La période d’incertitude que traverse actuellement votre activité est assez symétrique à celle que vit la presse cinéma. Que représente celle-ci à vos yeux aujourd’hui ?

Hervé Millet : Elle reste primordiale pour des distributeurs indépendants comme nous. Malheureusement, il y a de moins en moins de titres prescripteurs, comme l'est encore Télérama. En dépit de cela, une bonne presse joue sur nos entrées, donc plus elle sera en difficulté, plus on aura du mal à sortir nos films.

Manuel Attali : Si tu as une mauvaise presse, tu es mort. Si tu en as une bonne, il peut se passer quelque chose mais il faudra malgré tout quelque chose de plus. Il y a encore une dizaine d'années la carrière d'un film indépendant se jouait sur la presse à 50% et 50% de chance autour de ce plus intangible. Or aujourd'hui il est de plus en plus rare. Pour autant, des médias peuvent encore faire la différence, mais ce sont les télés et les radios. Plus la presse écrite.

Yann Kacou : il est certain que si on n'avait pas eu une chronique chez Télématin, les entrées de The Quiet girl n'auraient pas été les mêmes.

L'important ne serait donc plus le contenu critique mais l'audience du média où l'on parle des films indépendants ?

Manuel Attali : un article pourra être formidablement écrit, il ne rivalisera jamais avec l'engouement transmis par un chronique en télé ou une voix en radio. C'est l'incarnation qui change tout.

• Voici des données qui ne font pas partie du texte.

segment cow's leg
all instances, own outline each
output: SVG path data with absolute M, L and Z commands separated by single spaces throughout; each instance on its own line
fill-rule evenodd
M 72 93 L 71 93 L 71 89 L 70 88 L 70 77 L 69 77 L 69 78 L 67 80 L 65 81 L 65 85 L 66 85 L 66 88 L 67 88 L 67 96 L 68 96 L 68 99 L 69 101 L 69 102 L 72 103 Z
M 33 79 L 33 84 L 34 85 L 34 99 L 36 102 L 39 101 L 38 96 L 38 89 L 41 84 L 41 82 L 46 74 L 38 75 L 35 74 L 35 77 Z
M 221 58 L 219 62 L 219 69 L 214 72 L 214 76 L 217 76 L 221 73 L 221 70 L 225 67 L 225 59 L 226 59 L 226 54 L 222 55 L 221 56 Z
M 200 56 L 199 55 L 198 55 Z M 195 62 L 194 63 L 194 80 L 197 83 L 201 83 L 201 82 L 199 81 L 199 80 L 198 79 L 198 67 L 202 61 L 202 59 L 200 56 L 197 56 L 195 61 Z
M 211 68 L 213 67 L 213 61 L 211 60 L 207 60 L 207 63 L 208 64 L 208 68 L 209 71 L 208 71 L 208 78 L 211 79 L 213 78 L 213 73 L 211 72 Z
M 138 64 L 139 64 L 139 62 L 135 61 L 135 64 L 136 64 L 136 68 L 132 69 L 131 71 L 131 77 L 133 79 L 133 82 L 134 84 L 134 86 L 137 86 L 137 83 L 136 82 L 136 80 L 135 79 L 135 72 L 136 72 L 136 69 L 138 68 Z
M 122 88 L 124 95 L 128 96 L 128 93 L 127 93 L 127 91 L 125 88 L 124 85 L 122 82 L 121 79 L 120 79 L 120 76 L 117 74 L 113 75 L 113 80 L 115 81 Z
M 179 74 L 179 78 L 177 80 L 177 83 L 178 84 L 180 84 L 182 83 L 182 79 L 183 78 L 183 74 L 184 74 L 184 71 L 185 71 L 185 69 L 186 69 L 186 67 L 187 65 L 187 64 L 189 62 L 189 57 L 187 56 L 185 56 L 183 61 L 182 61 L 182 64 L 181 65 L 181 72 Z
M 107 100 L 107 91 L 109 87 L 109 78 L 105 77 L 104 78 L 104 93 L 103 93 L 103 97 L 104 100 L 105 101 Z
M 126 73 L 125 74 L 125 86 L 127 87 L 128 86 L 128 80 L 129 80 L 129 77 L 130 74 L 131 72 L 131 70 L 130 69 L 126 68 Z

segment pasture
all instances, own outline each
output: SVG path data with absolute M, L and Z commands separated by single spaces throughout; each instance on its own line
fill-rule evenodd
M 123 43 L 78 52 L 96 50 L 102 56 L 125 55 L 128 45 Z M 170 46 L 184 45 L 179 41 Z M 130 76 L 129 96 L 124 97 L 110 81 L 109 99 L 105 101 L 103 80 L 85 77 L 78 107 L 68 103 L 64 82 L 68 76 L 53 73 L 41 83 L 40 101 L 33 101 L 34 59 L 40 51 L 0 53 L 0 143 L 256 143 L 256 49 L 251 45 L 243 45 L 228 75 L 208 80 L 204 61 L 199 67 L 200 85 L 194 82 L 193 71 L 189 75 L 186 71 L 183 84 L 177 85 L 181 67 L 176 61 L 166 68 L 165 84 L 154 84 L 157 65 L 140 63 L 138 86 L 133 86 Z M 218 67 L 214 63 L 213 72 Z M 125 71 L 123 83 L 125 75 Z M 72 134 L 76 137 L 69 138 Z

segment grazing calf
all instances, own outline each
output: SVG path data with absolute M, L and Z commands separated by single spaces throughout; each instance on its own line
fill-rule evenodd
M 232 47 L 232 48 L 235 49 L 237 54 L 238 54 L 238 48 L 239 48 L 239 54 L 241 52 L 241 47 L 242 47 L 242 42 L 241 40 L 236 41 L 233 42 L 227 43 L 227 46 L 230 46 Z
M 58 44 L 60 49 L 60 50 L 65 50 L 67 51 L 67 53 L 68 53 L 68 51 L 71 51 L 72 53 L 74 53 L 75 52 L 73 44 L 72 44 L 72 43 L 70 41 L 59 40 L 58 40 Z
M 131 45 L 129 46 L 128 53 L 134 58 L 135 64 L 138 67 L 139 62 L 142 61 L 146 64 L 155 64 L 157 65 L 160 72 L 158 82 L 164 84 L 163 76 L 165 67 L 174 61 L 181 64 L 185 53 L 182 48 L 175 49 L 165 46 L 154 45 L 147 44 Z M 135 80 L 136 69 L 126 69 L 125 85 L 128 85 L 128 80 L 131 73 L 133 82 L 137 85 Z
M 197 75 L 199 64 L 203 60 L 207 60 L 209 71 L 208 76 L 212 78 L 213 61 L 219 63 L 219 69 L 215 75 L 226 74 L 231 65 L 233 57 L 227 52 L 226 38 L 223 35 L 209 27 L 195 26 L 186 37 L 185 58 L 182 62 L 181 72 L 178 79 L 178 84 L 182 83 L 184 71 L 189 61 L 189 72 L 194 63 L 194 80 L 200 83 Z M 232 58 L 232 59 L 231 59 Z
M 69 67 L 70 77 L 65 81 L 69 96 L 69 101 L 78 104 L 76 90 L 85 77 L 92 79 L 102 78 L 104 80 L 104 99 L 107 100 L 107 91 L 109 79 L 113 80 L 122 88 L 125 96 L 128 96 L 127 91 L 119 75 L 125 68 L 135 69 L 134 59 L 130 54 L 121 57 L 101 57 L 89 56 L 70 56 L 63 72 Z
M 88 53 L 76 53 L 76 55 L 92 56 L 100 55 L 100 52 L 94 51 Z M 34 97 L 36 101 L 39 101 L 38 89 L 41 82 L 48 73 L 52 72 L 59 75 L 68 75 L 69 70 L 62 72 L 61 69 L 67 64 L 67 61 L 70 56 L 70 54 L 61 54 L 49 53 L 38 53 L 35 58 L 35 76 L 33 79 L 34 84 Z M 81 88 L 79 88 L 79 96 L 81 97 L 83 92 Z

Hervé Millet : Mais comme avec nos “petits” films on a très rarement accès aux télés... Cela dit j'ai eu le cas d'un réalisateur qui a fait le tour des émissions de grande écoute, et les entrées de son film ont malgré tout été quasi-nulles.

Yann Kacou : D'une manière générale on sent que la presse a un impact très amoindri... Sur The Quiet girl, on a été ravi d'avoir des articles dans Positif, mais c'est bien plus Le masque et la plume qui a amené des spectateurs.

Hervé Millet : Le seul endroit où la presse écrite conserve un poids reste les salles de province, parce que leurs exploitants utilisent des critiques dans leurs programmes. Une bonne quote presse est encore un produit d'appel pour leurs publics.

Ce constat vous a-t-il amené à repenser la manière de communiquer, de faire des plans presse pour vos films ?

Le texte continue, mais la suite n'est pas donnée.